The point is that for a >>hobbyist<<, running BASIC was 'good
enough.' The
only HS in the late 1970s that I knew that could afford a PDP 11/45 and
actually ran UNIX on it, was Lincoln-Sudbury - which is in a high-end
suburban Boston. They also had a lot of help from parents who per
professionals here in Boston working for places like DEC, DG, Pr1me,
Honeywell, and the like. At that time, I was long gone, but I now my
father at my own prep school in suburban Philadelphia dreamed of an 11/40
class system to run RSTS, but they could not afford it. So if they wanted
off a timesharing service like the HP/21000, they bought small
microprocessor (CP/M or Apple-II) gear and ran them as a hobbyist would.
At one time, it was considered good sport to ridicule
people whose first programming
language was BASIC;
I'm not so much sure it was that their first language was BASIC, as much as
they did not go beyond it. I will say that once the HW started to be able
to support more complete languages (such as Pascal), there was some of
that. I used to say the problem was that they probably learned it in HS
and their teachers did know more.
My own father (who taught me BASIC on the GE-635 when I was in JHS), knew
only BASIC and FORTRAN because that was what he had learned working
part-time as a 'computer' at Rocketdyne in the late 1950s/early 1960s. By
the late 60s, he was the first 'computer teacher' at the prep school when I
went (in Philadelphia, but not that dissimilar to Bill Gates's experiences
in Seattle at a local prep school there). He taught us what he knew and *what
he had access to*. Eventually, I outpaced him a bit, and I started to learn
a little assembler for the HP because I was curious. But I came to a point
where I knew way more than he did before I left HS [BTW: Gates and Allen
tell a similar story - of learning PDP-10 assembler at some point --
advancing ahead of their teachers]. The truth is I think my Dad was a bit
ahead of his time, *but he did not know what he did not know *and did know
to try to teach others anything other than BASIC and FORTRAN*.*
FWIW: I went to CMU and had to be re-taught - being introduced to Algol,
real FORTRAN, IBM Assembler, APL (and eventually many of other wonders).
BTW: By the mid/late '70s, I had taught my Dad Pascal so he could use it
with USCD-Pascal with his 'advanced students' now that he had a few
Apple-IIe's that could run it.
after a while I figured out that this was a form of
hazing, similar to
the snotty attitudes adopted by a
subset of student employees
Point taken... and I there probably was a lot of those, particularly later
once the HW ability and cost available made it possible to have a choice.

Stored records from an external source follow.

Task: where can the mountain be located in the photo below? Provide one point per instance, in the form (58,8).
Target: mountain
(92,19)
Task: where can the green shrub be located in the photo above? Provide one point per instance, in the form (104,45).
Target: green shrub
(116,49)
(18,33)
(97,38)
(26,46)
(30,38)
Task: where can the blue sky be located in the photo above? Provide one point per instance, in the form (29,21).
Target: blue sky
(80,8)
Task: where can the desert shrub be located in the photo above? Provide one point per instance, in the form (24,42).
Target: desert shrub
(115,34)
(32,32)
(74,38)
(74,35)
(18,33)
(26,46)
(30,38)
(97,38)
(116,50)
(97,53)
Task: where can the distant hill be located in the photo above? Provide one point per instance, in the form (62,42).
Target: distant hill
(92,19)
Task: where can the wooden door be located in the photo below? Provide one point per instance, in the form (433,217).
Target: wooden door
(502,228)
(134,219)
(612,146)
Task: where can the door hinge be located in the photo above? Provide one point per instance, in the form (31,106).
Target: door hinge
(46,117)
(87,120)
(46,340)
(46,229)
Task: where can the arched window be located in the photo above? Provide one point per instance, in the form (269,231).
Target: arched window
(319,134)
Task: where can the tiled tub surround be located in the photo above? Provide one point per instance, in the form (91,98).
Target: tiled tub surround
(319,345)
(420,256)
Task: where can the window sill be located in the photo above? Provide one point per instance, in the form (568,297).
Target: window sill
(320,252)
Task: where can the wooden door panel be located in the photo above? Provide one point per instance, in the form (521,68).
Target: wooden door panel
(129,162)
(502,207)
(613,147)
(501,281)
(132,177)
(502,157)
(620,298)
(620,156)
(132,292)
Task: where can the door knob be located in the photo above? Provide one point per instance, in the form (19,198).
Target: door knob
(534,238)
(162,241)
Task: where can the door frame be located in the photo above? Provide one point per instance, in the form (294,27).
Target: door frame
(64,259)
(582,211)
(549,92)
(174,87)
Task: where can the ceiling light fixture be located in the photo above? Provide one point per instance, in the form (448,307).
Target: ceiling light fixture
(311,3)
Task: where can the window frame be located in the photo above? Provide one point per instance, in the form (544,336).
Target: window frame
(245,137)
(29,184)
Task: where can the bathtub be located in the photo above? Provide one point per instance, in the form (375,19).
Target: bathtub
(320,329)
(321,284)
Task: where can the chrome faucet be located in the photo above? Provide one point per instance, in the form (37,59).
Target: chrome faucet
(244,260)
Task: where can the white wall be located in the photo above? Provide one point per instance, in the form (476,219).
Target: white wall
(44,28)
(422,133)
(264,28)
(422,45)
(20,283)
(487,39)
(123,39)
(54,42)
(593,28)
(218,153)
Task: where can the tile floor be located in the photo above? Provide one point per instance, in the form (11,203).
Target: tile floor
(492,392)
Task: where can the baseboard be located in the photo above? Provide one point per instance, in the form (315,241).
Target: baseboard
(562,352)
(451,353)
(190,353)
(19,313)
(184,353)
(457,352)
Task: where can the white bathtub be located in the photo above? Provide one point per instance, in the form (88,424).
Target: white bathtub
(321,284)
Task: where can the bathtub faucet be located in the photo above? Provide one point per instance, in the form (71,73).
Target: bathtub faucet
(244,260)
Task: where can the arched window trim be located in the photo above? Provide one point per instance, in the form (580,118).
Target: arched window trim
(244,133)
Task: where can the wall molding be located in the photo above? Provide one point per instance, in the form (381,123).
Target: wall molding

But the problem was that most of the young people had come from places
where the educators that taught them BASIC did not know better even if they
had had enough HW to do it.
Unfortunately, because the hobbyist and much of the press for entry-level
of the same, touted BASIC, many did not know better. The fact is I'm
still now sure the HS and JHS are a lot better than they were.
I'll let Steinhart reply, but he wrote an excellent book recently targeted
to just those same students that what to know more, but frankly their HS
teachers really are not in a position to teach them properly.